What Brislen and Barber came up with in "Communication" is a package divided into six sections: a videotape of the work of Newport Beach artist Jerry Wayne and five filmstrips (accompanied by audio cassettes) that feature famous artworks and address such topics as frustration, inspiration, imagination, abstraction and visions of the future. Each lesson comes with a teacher's guide that outlines participatory exercises to follow the half-hour lessons. Brislen said the guides are designed to be appealing and easy to use and to allow teachers some leeway in adapting the exercises to their own teaching style.

And since few secondary schools have courses in art history or cultural appreciation, Brislen designed the lessons to fit into English and social studies curricula. To take an art history approach would be to condemn the packages to a lonely death on school shelves, Brislen said.

Brislen started as an English teacher 11 years ago at Laguna Beach High School before becoming a counselor and then moving to her current administrative position. She is two courses away from receiving her doctorate in education from USC.

"As a teacher, I'm very covetous of my time in the classroom," Brislen explained. An English teacher, for example, would be very reluctant to use class time for an art exercise unless it could be related to English.
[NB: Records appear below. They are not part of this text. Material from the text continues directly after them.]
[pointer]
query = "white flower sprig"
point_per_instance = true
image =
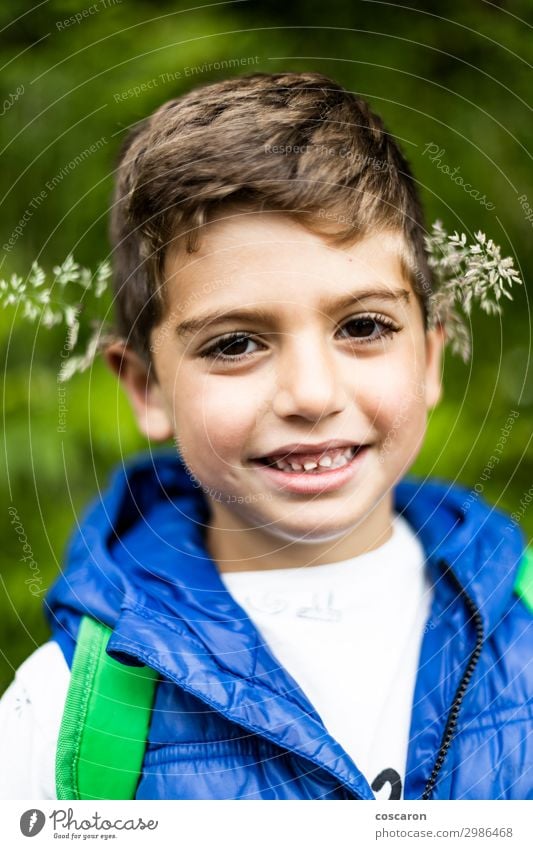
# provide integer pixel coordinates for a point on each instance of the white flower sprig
(54, 304)
(465, 273)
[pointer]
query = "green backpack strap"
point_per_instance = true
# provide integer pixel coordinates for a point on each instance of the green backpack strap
(105, 722)
(524, 581)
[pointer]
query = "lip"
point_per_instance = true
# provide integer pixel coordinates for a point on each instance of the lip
(306, 483)
(308, 448)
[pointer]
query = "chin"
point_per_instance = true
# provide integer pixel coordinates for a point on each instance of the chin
(309, 536)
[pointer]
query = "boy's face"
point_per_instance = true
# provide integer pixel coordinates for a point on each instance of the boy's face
(315, 365)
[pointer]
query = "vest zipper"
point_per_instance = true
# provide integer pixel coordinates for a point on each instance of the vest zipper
(451, 722)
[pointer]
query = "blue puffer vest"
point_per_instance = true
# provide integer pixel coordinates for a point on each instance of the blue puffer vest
(229, 723)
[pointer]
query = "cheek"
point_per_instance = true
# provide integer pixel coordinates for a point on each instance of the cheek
(214, 423)
(395, 402)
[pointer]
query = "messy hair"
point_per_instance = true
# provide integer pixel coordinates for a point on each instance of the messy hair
(296, 143)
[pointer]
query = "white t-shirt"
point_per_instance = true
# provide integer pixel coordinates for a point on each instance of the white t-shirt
(349, 633)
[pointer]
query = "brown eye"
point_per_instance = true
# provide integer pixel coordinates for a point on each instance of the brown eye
(363, 328)
(230, 348)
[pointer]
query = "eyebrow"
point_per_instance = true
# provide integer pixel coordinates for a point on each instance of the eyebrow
(201, 322)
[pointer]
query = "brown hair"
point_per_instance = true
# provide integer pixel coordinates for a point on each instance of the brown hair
(297, 143)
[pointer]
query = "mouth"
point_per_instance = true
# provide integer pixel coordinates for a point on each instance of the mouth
(312, 464)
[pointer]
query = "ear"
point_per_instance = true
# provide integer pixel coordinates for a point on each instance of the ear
(435, 341)
(143, 390)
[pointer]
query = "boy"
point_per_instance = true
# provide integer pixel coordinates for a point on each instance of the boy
(289, 617)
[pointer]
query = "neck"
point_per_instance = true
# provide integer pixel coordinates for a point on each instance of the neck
(236, 547)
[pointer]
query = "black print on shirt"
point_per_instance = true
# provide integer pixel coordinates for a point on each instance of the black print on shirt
(394, 780)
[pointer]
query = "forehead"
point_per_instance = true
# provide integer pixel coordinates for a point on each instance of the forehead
(270, 259)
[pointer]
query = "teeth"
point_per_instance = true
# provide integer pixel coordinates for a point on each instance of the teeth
(327, 461)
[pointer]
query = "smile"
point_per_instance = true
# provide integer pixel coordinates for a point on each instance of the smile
(326, 472)
(335, 458)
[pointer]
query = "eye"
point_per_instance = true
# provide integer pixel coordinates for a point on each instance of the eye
(362, 327)
(232, 347)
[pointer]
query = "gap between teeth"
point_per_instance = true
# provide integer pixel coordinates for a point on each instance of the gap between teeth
(326, 462)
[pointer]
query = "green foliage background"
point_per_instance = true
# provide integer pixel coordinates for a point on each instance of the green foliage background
(456, 75)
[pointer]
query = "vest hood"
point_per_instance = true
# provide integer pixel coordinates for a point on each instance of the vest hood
(142, 543)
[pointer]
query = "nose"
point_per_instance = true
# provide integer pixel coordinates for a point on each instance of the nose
(308, 381)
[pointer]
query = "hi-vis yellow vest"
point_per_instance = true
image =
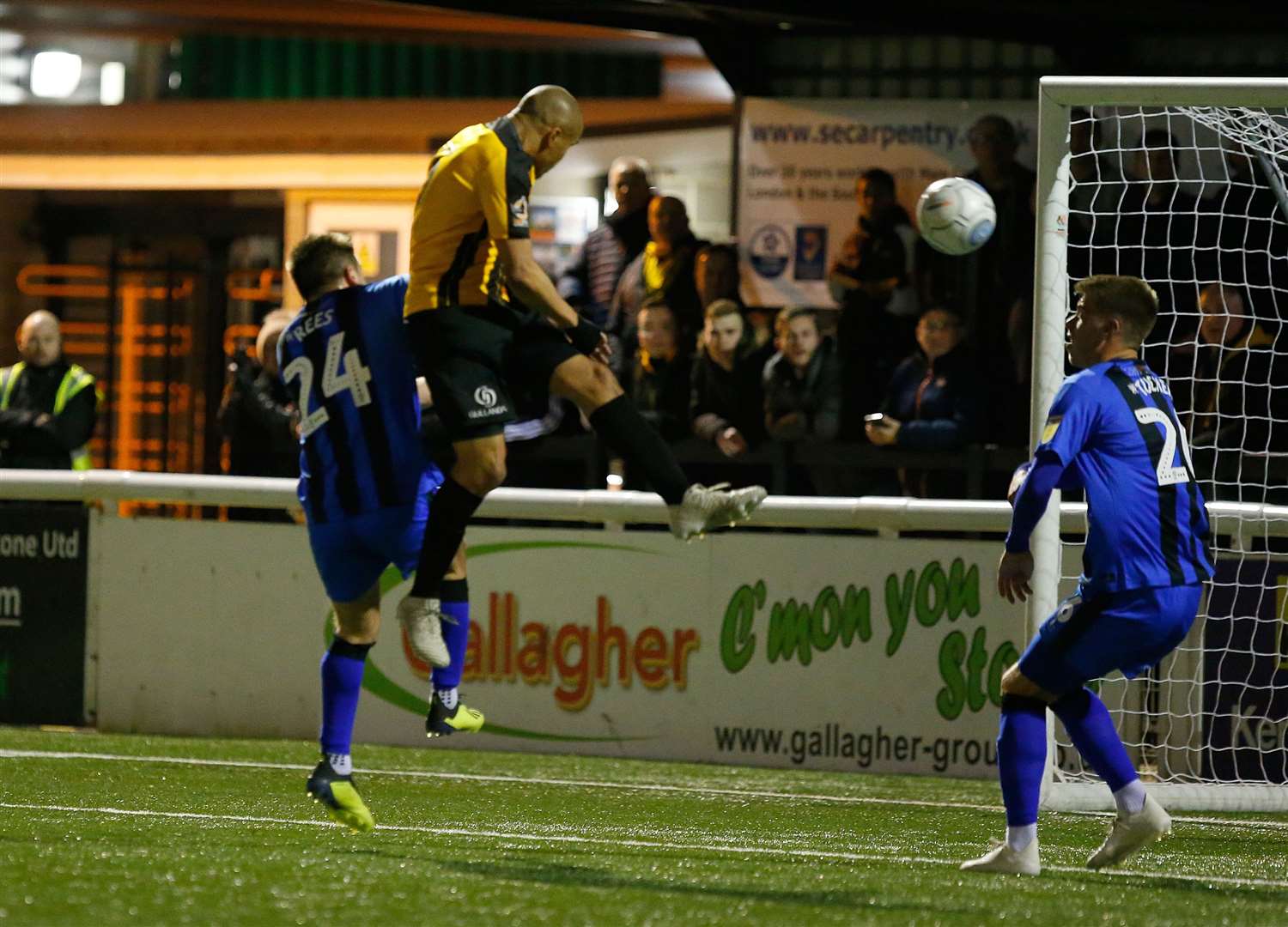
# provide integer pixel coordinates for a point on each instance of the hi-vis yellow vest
(74, 381)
In Brislen's lessons, some exercises use artworks as writing prompts.

The Brislen-Barber package is being designed to meet California's model curriculum standards in a number of areas, including English and language arts, visual and performing arts, cultural heritage, developing sensibilities and expressing creativity.

Brislen believes the important aspect of the museum program lies in giving students a "frame of reference" in appreciating visual arts, at a time when the subject has been largely abandoned in public schools. Although Laguna Beach High School is known for its studio art program, Brislen said, "we don't even teach art history, and at a school called the Artists."